Best Calls: I officially nailed the top-5 finishers in the league in some order. Vandy's outlook was looking bleak about midway through the year, but the 'Dores bounced back down the stretch for a quiet 4th place finish. I was also bullish on the Gamecocks coming in to the year, but apparently not bullish enough. Frank Martin led a deep and experienced group into the top-25 in early February, but dropped 4 of their last 7 SEC games to finish at 11-7 overall in the conference. At the bottom of the standings, I credit my anti-bias of Mizzou basketball for that last place prediction. The Tigers shocked the world when they rattled off two straight home wins against Tennessee and nationally ranked South Carolina, but still finished their 2016 campaign with only 3 conference wins.
Worst Calls: While there were no glaring misses, I was irrationally bearish on both Arkansas and Alabama. In hindsight, both had enough continuity on their returning rosters to prevent them from finishing 2nd and 3rd to last respectively. The Razorbacks emerged as one of the best 3-point shooting teams in the country, led by the marksmanship of Anthlon Bell and Dusty Hannahs, who each shot 45% from long range. However, it was the leap of big-man Moses Kingsley in his sophomore year that probably had the biggest impact on Arkansas's offensive efficiency this year. He immediately assumed the go-to role for Mike Anderson, which were big shoes to fill after the departure of Michael Qualls and Bobby Portis to the NBA. For the Crimson Tide, Avery Johnson made a clear impact on the defensive end in his first year at the helm. However, he had no one on the roster capable of replacing the playmaking Levi Randolph provided, as Bama fell from a top-50 offense in 2015, to the 171st ranked offense this year.
Who I want to win: After going back and forth for much of the year with my love/hate for Vandy, it'd be nice to see them finally put their ridiculous talent and skill together and realize the potential we all saw back in the Maui Invitational against Kansas. The lack of leadership on this team became extremely noticeable during their struggles mid-year, with Damian Jones seeming to have his own agenda of leading the conference in posterizations, as opposed to focusing on playing basketball and winning basketball games. Wade Baldwin was the only consistent performer for the 'Dores over the course of the year, as Riley LaChance went ice-cold from three and Matthew Fisher-Davis's effort was about as predictable weather in the Midwest.

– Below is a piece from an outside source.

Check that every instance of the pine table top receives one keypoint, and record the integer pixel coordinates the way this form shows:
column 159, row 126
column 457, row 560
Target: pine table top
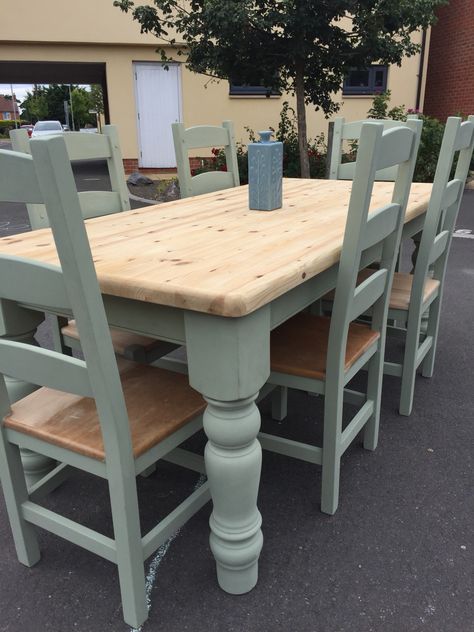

Who I think will win: Over the final month of the year, it became clear that Kentucky is trending back to the top-10 team we all thought they were way back in November. They now have an established pecking order on offense, with Jamal Murray assuming the lead scoring role, while Tyler Ulis continues to be precise in getting others involved at the appropriate time. Until about a week ago, it appeared Calipari had de-prioritized trying develop Skal all-together, and shifted focused toward finding the right fit with Lee, Poythress and Derek Willis (when healthy) for his frontline. That all may be changing now, after Skal resurrected himself with a dominating performance against LSU on the last game of the year, and with Willis continuing to fight the injury bug. If both can return to their full form over the course of the weekend, the Cats may quickly remind folks why they were many expert's preseason favorite to win it all.
Chance to make a run: While Ole Miss's draw is less than ideal, I think Stefan Moody is the one player in this conference capable of putting his team on his shoulders with consecutive scoring outbursts. The Rebels have dealt with injuries for much of the year, but had a sneaky good finish in SEC play to finish 10-8 in the conference. If Moody can go into one of his flamethrower modes, and can get some scoring support from Martavious Newby and Sebastian Saiz, the Rebels may scare Kentucky in round 2.